Step 1g: Goal: determine if equity-curve trading would be helpful
Yes WFO; Yes oversample; Yes maxtrades; Yes all param optimizing; Yes best modifier(s); Yes emode

Similar to other steps in this process, I've extracted the equity-curve trading feature into a modular on-off switch. During this step, I test each of the "emodes" as a layer on top of what has already been built from Step 1f.

When I began researching equity-curve trading, I realized there are many ways to slice-and-dice. Perhaps there is no "right way" and obviously your mileage may vary... so feel free to experiment (and let me know if you come up with something better!)

I tried to optimize the thresholds of these curves, but that never worked very well in my experience. Instead, I came up with a set of wider and narrower curves. It didn't seem to make good logical sense to me that the curves themselves should be optimized, because this is just a filter layer on top of the already-optimizing trade logic.

Instead, as you can see below, I have various curve widths that I will generally test as part of this step and then settle on one. I think the curve width probably relates to the BarPeriod of the strategy, so it may not be the same between strategies. I'm certainly open to suggestions on how this can be improved and/or made more dynamic.

In the meantime, I have the following emode switches that can be easily turned on. This code goes just above the "edge trading logic" section:
Code:
//equity-curve trading
	//checkEquity(1); //emode 1: normal/phantom trading
	//reversedir = checkEquity(2); //emode 2: switch hitter
	//maxtrades = checkEquity(3); //emode 3: reward success
	//checkEquity(4); //emode 4: mean-reversion mode


By simply un-commenting one of the 4 available emodes, you can quickly Train and Test how the bot would perform utilizing phantom trades based on the equity curve.
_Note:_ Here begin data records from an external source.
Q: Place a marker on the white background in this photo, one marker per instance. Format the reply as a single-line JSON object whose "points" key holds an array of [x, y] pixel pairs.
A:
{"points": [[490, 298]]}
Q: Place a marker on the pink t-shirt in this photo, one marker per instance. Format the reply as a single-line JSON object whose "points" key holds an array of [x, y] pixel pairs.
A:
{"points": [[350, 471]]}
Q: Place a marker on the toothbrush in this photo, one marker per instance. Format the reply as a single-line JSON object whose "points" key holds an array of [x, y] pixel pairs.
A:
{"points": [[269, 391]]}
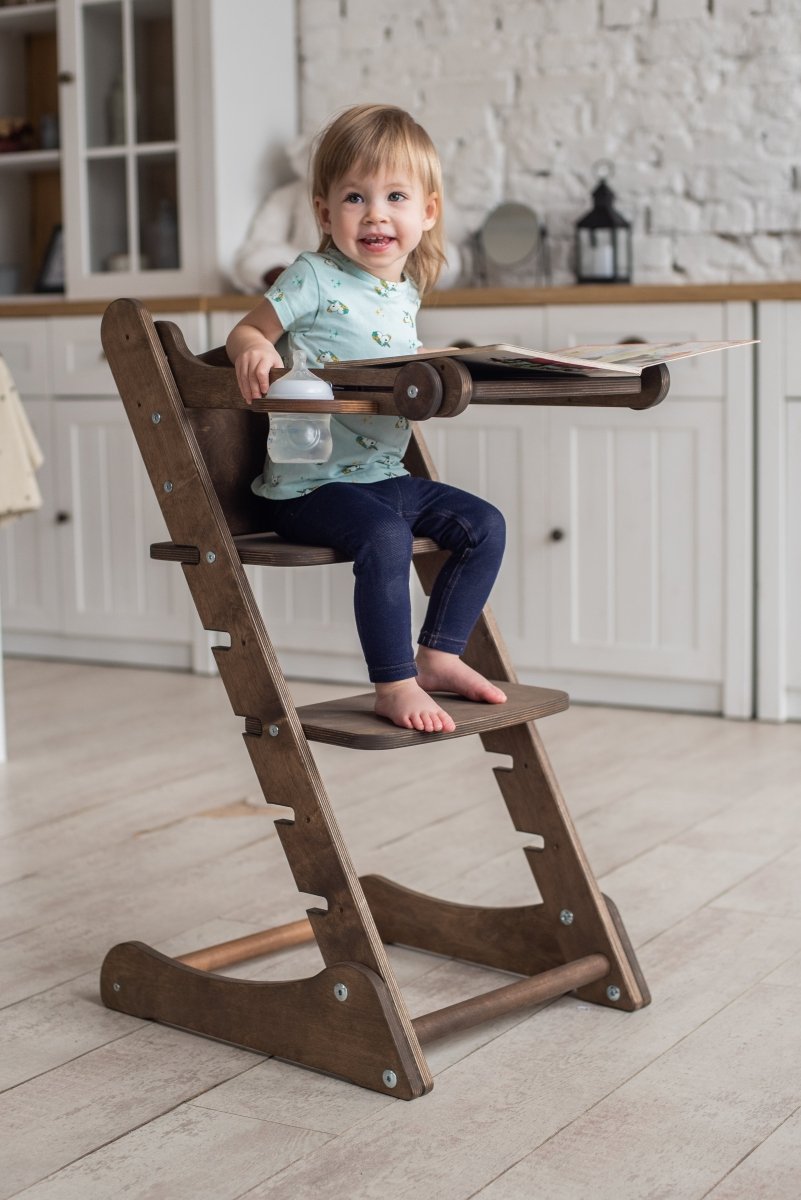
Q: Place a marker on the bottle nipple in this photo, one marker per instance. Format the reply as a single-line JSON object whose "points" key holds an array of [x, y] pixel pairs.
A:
{"points": [[300, 437]]}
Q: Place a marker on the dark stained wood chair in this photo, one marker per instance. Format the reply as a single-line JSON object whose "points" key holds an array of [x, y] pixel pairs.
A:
{"points": [[202, 445]]}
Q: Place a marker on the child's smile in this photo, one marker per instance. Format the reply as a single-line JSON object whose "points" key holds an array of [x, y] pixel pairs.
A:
{"points": [[377, 220]]}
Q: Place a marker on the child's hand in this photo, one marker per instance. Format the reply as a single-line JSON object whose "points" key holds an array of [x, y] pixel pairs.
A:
{"points": [[253, 367]]}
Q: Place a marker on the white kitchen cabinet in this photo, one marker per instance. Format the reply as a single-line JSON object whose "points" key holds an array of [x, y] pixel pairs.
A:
{"points": [[778, 579], [140, 154], [76, 576]]}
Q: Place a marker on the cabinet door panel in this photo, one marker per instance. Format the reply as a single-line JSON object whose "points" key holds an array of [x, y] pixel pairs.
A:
{"points": [[790, 549], [24, 345], [793, 348], [110, 587], [79, 365], [637, 580], [29, 577]]}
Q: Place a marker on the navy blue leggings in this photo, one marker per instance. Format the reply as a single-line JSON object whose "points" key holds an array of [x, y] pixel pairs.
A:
{"points": [[374, 525]]}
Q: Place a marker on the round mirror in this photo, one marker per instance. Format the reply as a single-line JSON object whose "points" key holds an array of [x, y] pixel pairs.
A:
{"points": [[510, 234]]}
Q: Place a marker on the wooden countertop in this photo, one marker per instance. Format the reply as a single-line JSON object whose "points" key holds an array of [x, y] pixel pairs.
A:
{"points": [[456, 298]]}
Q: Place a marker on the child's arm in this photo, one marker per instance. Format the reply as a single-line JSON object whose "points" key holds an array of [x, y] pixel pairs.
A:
{"points": [[251, 348]]}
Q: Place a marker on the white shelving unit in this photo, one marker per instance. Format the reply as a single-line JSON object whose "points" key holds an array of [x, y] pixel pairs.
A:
{"points": [[161, 162]]}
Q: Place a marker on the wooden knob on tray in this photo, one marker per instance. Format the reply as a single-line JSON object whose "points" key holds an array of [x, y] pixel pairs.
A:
{"points": [[417, 391]]}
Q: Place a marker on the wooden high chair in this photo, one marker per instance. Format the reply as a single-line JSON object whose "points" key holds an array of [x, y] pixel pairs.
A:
{"points": [[202, 447]]}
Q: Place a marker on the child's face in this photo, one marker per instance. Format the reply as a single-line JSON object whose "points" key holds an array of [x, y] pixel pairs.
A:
{"points": [[377, 220]]}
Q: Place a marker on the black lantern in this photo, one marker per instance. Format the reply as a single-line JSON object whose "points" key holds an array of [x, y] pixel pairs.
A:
{"points": [[603, 240]]}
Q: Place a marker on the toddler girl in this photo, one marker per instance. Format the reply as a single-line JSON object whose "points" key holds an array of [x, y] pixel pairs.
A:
{"points": [[378, 201]]}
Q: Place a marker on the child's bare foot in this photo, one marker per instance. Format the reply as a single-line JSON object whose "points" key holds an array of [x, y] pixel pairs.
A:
{"points": [[407, 705], [439, 671]]}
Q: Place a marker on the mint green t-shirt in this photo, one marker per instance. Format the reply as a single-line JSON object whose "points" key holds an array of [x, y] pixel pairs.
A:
{"points": [[335, 311]]}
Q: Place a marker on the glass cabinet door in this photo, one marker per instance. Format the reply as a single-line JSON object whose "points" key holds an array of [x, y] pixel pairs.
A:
{"points": [[128, 155]]}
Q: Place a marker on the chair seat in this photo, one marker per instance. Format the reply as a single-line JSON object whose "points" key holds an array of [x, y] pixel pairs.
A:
{"points": [[353, 723], [270, 550]]}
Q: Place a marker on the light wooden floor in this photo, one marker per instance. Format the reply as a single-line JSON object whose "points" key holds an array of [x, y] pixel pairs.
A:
{"points": [[128, 810]]}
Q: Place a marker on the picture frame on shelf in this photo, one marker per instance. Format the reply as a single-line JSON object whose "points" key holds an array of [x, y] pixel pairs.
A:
{"points": [[50, 274]]}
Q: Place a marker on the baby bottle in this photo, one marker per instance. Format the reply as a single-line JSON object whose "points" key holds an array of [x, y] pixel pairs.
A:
{"points": [[300, 437]]}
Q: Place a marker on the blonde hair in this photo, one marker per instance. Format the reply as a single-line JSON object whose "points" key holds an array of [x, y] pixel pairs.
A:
{"points": [[375, 137]]}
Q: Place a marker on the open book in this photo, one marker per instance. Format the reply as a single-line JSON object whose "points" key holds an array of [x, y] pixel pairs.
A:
{"points": [[619, 359]]}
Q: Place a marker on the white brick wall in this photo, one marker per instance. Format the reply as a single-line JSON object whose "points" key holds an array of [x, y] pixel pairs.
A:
{"points": [[697, 102]]}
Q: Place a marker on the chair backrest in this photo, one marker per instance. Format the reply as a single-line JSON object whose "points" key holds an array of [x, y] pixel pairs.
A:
{"points": [[232, 441]]}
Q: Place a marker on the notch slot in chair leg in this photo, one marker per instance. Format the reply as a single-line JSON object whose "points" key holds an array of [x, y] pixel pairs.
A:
{"points": [[521, 994]]}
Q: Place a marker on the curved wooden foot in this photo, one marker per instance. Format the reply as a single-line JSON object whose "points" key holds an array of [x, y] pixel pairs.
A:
{"points": [[341, 1021]]}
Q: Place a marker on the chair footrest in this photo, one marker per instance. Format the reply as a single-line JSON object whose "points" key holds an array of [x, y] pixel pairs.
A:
{"points": [[270, 550], [353, 723]]}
The actual emode function is below:
Code:
function checkEquity(var emode)
{
	//emode 1 = standard: sets phantom/normal mode only (via Lots)
	//emode 2 = switch hitter: always in market (Lots=1), fades direction (via dir)
	//emode 3 = reward success with weighting: increase trades based on degree of improvement
	//emode 4 = mean reversion: trade when equity curve falls (Lots=1), sit out when it rises (Lots=-1)
	vars EquityCurve = series(EquityLong+EquityShort); //includes all phantom equity
	var dir; //indicates normal trade direction (dir=1) or reverse (dir=-1)

	//narrower curves
	//var slow = 50;
	//var fast = 10;

	//wider curves
	//var slow = 100;
	//var fast = 10;

	//mega-wide curves
	var slow = 200;
	var fast = 10;

	//uber-wide curves
	//var slow = 300;
	//var fast = 10;

	//optimized curves
	//var slow = optimize(50,50,300,12);
	//var fast = 10;

	vars EquityLP = series(LowPass(EquityCurve,fast));
	var EquityLPfalling = LowPass(EquityLP,slow);
	var EquityLPrisingBigger = LowPass(EquityLP,slow*3.2);
	var EquityLPrisingBig = LowPass(EquityLP,slow*1.5);
	plot("EquityLPslow",LowPass(EquityLP,slow),1,BLUE);
	plot("EquityLPfast",LowPass(EquityLP,fast),0,GREEN);
	
	if(EquityLP[0] < EquityLPfalling && falling(EquityLP)) { //drawdown
		if (emode==1) Lots = -1; //set phantom trade mode
		if (emode==2) return 1; //fade: take signals when losing
		if (emode==3) { //reward success with weighting
			Lots = -1; //set phantom trade mode
			return 1; //allow max 1 phantom trade in drawdown
		}
		if (emode==4) Lots = 1; //mean-reversion: start trading when equity curve falls
		
	}
	else { //positive equity curve
		if (emode==1) Lots = 1; //set normal trade mode
		if (emode==2) return -1; //fade: take reverse signals when winning
		if (emode==3) { //reward success with weighting
			Lots = 1; //set normal trade mode
			if (EquityLP[0] > EquityLPrisingBigger && rising(EquityLP)) return 3; //very big rising
			else if (EquityLP[0] > EquityLPrisingBig && rising(EquityLP)) return 2; //big rising
			else return 1; //rising but not yet significantly
		}
		if (emode==4) Lots = -1; //mean-reversion: stop trading when equity curve rises
	}
}



So the process in this Step 1g is to Train and Test once with each emode, and see if there is a noticeable improvement using any of the modes. In the case of this bot, I have chosen emode 1 which improves the AR% to 54% now.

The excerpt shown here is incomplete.